If the LDAPS certificate has been changed on the LDAP server side, but the new certificate hasn't been updated on vCenter, LDAP authentication to the vCenter will fail.

vCenter Server 7.x

vCenter Server 8.x

LDAPS certificates mismatch between vCenter and LDAP servers. Currently installed LDAPS certificates ended in XXX while active server certificates ended in YYY. This causes communication to fail between vCenter and LDAP server.

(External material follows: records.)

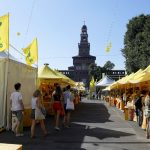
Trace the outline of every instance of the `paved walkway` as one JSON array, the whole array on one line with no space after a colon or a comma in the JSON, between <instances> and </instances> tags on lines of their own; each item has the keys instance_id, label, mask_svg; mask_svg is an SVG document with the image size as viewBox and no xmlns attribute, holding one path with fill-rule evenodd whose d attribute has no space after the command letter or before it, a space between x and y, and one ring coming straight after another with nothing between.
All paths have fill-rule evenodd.
<instances>
[{"instance_id":1,"label":"paved walkway","mask_svg":"<svg viewBox=\"0 0 150 150\"><path fill-rule=\"evenodd\" d=\"M50 135L42 137L37 125L37 138L30 139L30 129L24 137L11 132L0 134L0 143L23 144L23 150L148 150L150 140L136 122L125 121L123 113L100 100L82 100L72 114L71 128L53 129L53 118L46 126Z\"/></svg>"}]
</instances>

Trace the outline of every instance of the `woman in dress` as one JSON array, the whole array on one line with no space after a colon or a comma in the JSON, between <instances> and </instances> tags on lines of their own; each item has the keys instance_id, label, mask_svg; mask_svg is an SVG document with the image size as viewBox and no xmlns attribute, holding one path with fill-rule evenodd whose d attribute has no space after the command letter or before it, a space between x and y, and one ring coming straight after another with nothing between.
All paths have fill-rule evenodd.
<instances>
[{"instance_id":1,"label":"woman in dress","mask_svg":"<svg viewBox=\"0 0 150 150\"><path fill-rule=\"evenodd\" d=\"M62 90L59 85L56 86L55 91L53 92L53 109L55 111L55 130L59 131L59 120L60 120L60 113L63 109L62 106Z\"/></svg>"},{"instance_id":2,"label":"woman in dress","mask_svg":"<svg viewBox=\"0 0 150 150\"><path fill-rule=\"evenodd\" d=\"M150 138L150 91L147 92L145 97L145 117L146 117L146 137L147 139Z\"/></svg>"},{"instance_id":3,"label":"woman in dress","mask_svg":"<svg viewBox=\"0 0 150 150\"><path fill-rule=\"evenodd\" d=\"M41 94L40 90L36 90L33 93L32 101L31 101L31 104L32 104L32 112L31 112L31 119L32 119L31 138L35 137L35 125L36 125L36 121L37 121L36 118L35 118L35 109L36 108L41 109L41 107L42 107L42 105L41 105L41 95L42 94ZM47 130L45 128L44 119L40 119L38 121L40 122L41 129L44 132L44 136L46 136L47 135Z\"/></svg>"}]
</instances>

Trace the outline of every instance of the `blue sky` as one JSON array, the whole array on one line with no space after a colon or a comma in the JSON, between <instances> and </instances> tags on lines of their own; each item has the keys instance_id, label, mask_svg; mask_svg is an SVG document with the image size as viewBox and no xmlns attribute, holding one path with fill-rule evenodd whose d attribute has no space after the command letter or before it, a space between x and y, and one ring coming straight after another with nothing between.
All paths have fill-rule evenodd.
<instances>
[{"instance_id":1,"label":"blue sky","mask_svg":"<svg viewBox=\"0 0 150 150\"><path fill-rule=\"evenodd\" d=\"M97 65L103 66L109 60L115 64L114 69L124 69L120 50L124 47L126 24L142 13L150 14L149 6L148 0L0 0L0 16L10 13L10 43L20 52L38 38L39 66L72 66L85 20L90 54L97 57ZM112 48L106 53L109 41ZM24 57L12 48L10 53L24 62Z\"/></svg>"}]
</instances>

Run the following command to see the certificates currently stored for LDAPS authentication servers;

d1=$( cat /etc/vmware/install-defaults/vmdir.domain-name | sed -E 's/\./,/g ; s/([,^]+)/\0dc=/g ;s/^/dc=/' );d2=$(cat /etc/vmware/install-defaults/vmdir.domain-name );psc=$(/usr/lib/vmware-vmafd/bin/vmafd-cli get-ls-location --server-name localhost | cut -d / -f 3 | cut -d : -f 1);/opt/likewise/bin/ldapsearch -LLL -h $psc -p 389 -b "cn=IdentityProviders,cn=$d2,cn=Tenants,cn=IdentityManager,cn=Services,$d1" -D "cn=administrator,cn=users,$d1" -W '(objectclass=vmwSTSIdentityStore)' userCertificate

Run the following command to see the live certs being presented from the LDAPS servers;

echo -n | openssl s_client -connect LDAPS_FQDN:636 -showcerts 

Compare the 2 outputs for each LDAPS server and ensure they are they same. If not, you will need to recreate the LDAP config in vCenter for the domain having issues, with the correct certificate.